Honig walks through the same timeline that I spelled out here last night. After the meetings in June at Mar-a-Lago, someone from the DOJ called Mar-a-Lago five days later and asked that a padlock be added to the storage space. Two months later, FBI agents showed up and cut that padlock off and took boxes of documents. But again, the question is why it was necessary to act in this way given that DOJ had already been talking to Trump’s lawyers about these same documents. Why couldn’t they issue a subpoena for the documents instead?
When the initial raid happened, Trump issued a long statement which said in part, “After working and cooperating with the relevant Government agencies, this unannounced raid on my home was not necessary or appropriate.”
So as I hear Honig’s remarks, he’s basically asking the same question a lot of conservatives (and President Trump himself) have been asking. Why was this “intrusive means” necessary? And his conclusion is that “ultimately DOJ’s going to have to justify it.”
I think a lot of people will breeze past this but notice the implication of what he’s saying: Nothing we’ve seen so far seems to justify this. Maybe there’s a good explanation but we haven’t seen it so far.

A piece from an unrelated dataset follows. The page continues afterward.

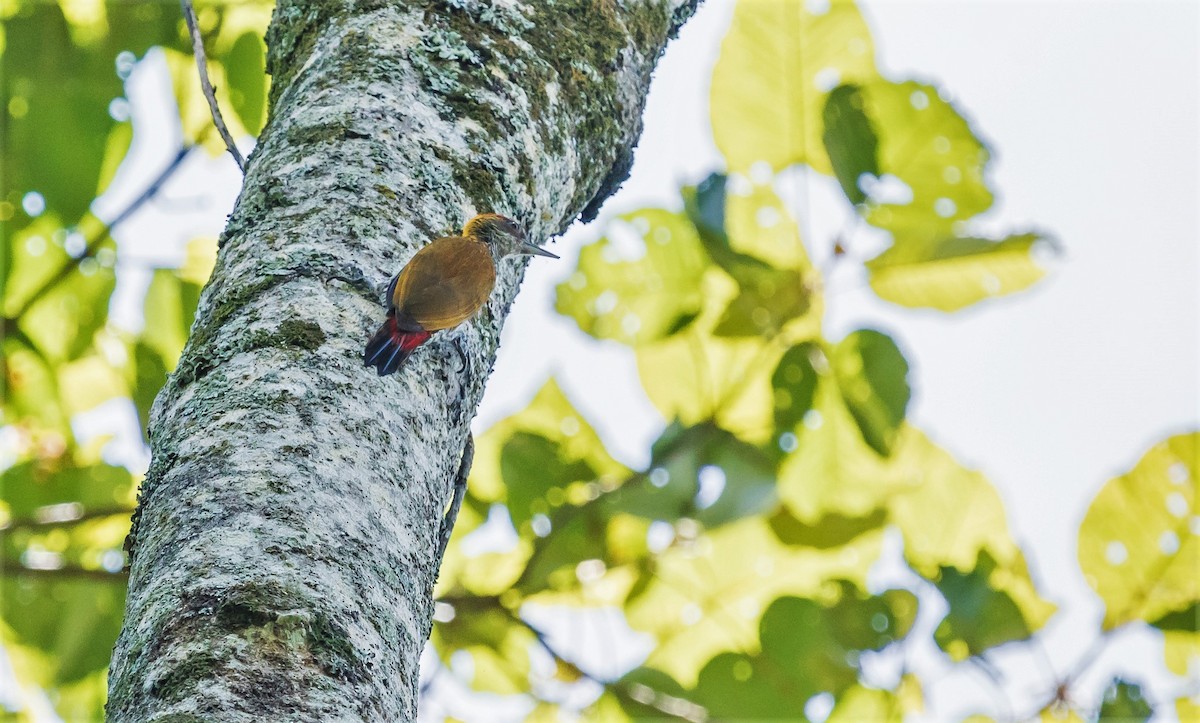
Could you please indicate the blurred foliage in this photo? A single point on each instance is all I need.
(64, 508)
(741, 555)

Is there a good explanation? If you read this NY Times story published last night it sounds like an ongoing spat between the National Archives and Trump. The Archives referred the matter to the DOJ and things seemed to be moving along until “in recent weeks” investigators decided someone might be lying to them. And that’s when they decided to take this dramatic step.
Whatever their reasoning was, it’s probably not going to be contained in the copy of the warrant left with Trump’s lawyers. As Honig said, someone from the DOJ is going to have to explain why it was necessary to do this. And if they don’t have a pretty convincing answer this decision is going to blow up in their faces.